7 Rules for doing PR via blogs

  • Never pitch, personalize: A long-standing tenet of effective PR has been to read the publication and, ideally, the reporter's work. That has been like preaching abstinence to teen-agers: great in theory, but not very applicable to the real world. No PR person could be expected to read all publications pertaining to a company or an industry, much less of a reporter's work. But a blog has everything a blogger has written, complemented by relevant links.  There is absolutely no excuse for not knowing what a blogger's passions and idiosyncrasies are before  you converse about – not pitch – a concept.
  • Respect a blogger's time and intelligence: Start emails with an informative subject line. 'Press release' is grounds for immediate deletion. Make emails short and concise. Avoid attachments. Especially avoid PowerPoint attachments. Do not send HTML email. Do not kowtow; remember it's a conversation. No more 'read your great post' or other pick-up lines. Do not send an email to a blogger until your Web site is in order, with the information and a contact easy to find and read. 
  • A blog is not about you, it is about me: Never, ever use the words, 'I think your readers would be interested in this story.' To a large extent, bloggers are more interested in a point of view or the power of an idea than they are 'readers.' While the thought of a worldwide audience is certainly an ego rush, many bloggers would continue  blogging for an audience of one. Think less about what I can do for you and more about what you can do for me.
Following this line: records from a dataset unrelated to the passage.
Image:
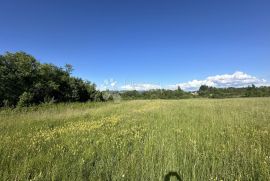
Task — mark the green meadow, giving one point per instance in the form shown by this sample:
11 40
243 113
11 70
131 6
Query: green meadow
200 139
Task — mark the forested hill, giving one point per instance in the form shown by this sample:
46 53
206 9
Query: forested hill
204 91
25 81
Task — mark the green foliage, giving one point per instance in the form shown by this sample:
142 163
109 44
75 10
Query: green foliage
156 94
26 99
250 91
25 81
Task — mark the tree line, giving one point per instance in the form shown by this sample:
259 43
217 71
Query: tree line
25 81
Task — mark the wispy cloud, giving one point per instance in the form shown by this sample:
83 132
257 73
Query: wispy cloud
237 79
140 87
108 84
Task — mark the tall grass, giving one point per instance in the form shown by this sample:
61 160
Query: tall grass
200 139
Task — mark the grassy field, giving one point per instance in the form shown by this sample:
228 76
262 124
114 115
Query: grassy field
201 139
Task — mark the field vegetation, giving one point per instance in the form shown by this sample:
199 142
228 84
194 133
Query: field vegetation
200 139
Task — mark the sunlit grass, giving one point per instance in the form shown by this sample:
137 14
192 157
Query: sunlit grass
200 139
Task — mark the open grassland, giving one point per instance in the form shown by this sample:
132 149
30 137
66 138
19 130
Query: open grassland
200 139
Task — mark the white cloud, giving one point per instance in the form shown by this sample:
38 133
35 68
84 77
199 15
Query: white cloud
140 87
237 79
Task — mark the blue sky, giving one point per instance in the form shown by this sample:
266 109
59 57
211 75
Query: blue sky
144 42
Can you get immediate access to a top exec? Provide a customer to talk? What about metrics?
  • Quality, not quantity: Never send out more than one or two communications to blogs a day. Use the remaining time to research the industry and relevant issues, study the blogger's hot buttons and craft a finely tuned email. Make the email seem like it's coming from a knowledgeable best friend, not a direct mail house.
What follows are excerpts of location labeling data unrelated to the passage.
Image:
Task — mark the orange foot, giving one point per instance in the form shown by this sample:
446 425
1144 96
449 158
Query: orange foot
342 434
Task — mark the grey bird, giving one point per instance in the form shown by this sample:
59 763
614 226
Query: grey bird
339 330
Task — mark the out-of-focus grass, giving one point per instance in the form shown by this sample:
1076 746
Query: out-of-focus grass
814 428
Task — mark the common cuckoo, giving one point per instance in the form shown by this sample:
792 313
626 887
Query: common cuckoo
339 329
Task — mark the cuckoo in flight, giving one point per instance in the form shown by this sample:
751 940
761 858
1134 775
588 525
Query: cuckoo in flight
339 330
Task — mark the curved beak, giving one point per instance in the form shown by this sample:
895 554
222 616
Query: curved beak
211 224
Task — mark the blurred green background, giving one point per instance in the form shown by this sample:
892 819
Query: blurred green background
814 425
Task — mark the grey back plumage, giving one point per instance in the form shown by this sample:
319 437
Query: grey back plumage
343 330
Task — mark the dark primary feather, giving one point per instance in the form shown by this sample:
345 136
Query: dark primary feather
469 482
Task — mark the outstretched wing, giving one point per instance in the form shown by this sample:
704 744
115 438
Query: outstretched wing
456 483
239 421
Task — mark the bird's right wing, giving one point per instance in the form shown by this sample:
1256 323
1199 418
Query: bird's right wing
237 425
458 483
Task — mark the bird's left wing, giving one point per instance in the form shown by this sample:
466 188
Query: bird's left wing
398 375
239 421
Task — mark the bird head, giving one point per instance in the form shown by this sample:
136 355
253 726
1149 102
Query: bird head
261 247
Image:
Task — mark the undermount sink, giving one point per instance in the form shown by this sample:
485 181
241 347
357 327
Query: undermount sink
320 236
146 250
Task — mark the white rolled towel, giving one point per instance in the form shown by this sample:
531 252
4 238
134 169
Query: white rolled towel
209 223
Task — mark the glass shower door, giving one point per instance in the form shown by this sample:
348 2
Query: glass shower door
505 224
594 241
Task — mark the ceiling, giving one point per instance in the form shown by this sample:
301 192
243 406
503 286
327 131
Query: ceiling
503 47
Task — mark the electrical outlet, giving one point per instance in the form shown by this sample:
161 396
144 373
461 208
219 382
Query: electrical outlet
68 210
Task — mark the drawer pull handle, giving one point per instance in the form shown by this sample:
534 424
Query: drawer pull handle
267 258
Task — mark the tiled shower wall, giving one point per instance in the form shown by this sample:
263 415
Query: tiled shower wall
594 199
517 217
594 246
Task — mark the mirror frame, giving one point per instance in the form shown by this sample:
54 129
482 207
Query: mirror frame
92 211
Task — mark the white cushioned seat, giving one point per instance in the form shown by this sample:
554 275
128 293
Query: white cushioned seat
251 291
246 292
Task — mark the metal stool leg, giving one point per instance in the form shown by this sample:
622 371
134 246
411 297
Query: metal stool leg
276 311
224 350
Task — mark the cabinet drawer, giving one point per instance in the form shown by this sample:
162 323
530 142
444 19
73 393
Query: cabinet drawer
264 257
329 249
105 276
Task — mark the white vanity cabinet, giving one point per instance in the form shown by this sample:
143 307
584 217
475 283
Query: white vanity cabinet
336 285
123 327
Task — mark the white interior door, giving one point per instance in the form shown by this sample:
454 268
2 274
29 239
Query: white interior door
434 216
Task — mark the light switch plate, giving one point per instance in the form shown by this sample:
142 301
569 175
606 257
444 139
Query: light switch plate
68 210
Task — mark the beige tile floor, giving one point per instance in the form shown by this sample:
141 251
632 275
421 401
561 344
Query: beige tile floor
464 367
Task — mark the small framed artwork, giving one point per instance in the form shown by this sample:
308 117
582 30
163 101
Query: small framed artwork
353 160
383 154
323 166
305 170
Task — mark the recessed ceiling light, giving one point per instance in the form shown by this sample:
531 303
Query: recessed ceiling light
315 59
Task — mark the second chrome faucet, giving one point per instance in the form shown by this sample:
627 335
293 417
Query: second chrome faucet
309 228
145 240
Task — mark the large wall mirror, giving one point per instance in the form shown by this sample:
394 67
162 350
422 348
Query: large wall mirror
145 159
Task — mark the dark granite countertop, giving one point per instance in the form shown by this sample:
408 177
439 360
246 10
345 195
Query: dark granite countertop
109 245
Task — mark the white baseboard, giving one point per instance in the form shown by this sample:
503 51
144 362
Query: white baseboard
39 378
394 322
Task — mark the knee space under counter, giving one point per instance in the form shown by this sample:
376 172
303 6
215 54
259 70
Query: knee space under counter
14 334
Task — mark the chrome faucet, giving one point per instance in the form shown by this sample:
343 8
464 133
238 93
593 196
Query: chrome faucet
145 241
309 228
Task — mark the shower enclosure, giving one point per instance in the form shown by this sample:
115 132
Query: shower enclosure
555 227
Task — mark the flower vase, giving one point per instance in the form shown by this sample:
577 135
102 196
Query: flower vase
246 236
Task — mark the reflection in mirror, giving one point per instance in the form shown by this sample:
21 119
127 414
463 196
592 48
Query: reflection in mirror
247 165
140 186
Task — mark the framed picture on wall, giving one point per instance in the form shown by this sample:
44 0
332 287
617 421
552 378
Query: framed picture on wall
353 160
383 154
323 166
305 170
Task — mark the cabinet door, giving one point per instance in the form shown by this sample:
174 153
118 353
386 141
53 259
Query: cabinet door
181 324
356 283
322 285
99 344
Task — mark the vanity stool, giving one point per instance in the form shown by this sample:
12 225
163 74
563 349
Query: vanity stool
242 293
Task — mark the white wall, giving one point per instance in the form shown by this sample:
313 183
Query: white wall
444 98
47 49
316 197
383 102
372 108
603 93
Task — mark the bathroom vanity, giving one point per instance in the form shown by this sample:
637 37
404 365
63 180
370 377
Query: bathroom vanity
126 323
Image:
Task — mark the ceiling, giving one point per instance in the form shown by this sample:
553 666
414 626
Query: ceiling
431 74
  • Feed the food chain: In the distant days when I had a PR agency, clients would ask, 'How do I make the cover of BusinessWeek?' First step: Make the cover of their industry publication, and inevitably coverage in better-known publications will follow. Already, almost every industry has its blogging superstars, the go-to bloggers for both insight and buzz. Instead of stuffing their inbox, start by conversing with the bloggers who are likely being read by  the superstar. That's not hard; just read blogrolls of the superstars.
  • It's no longer just about the media: Many PR professionals focus on the prominent journalists and influencers who have blogs. That is understandable. But remember that customers, prospects, suppliers, industry associations and others who can influence your brand also have blogs. Converse intelligently with them as well.
  • Keep learning: According to a blog monitoring organization, the number of blogs worth tracking has grown from 1.5 million to 7.5 million in less than six months. This emerging field is changing so fast that even these tips will have to be revised in a year. Keep up by reading at least the blogs of two experienced and thoughtful professionals: Tom Murphy and Steve Rubel.

Thanks Nick, we in the LexBlog community appreciate these words of wisdom.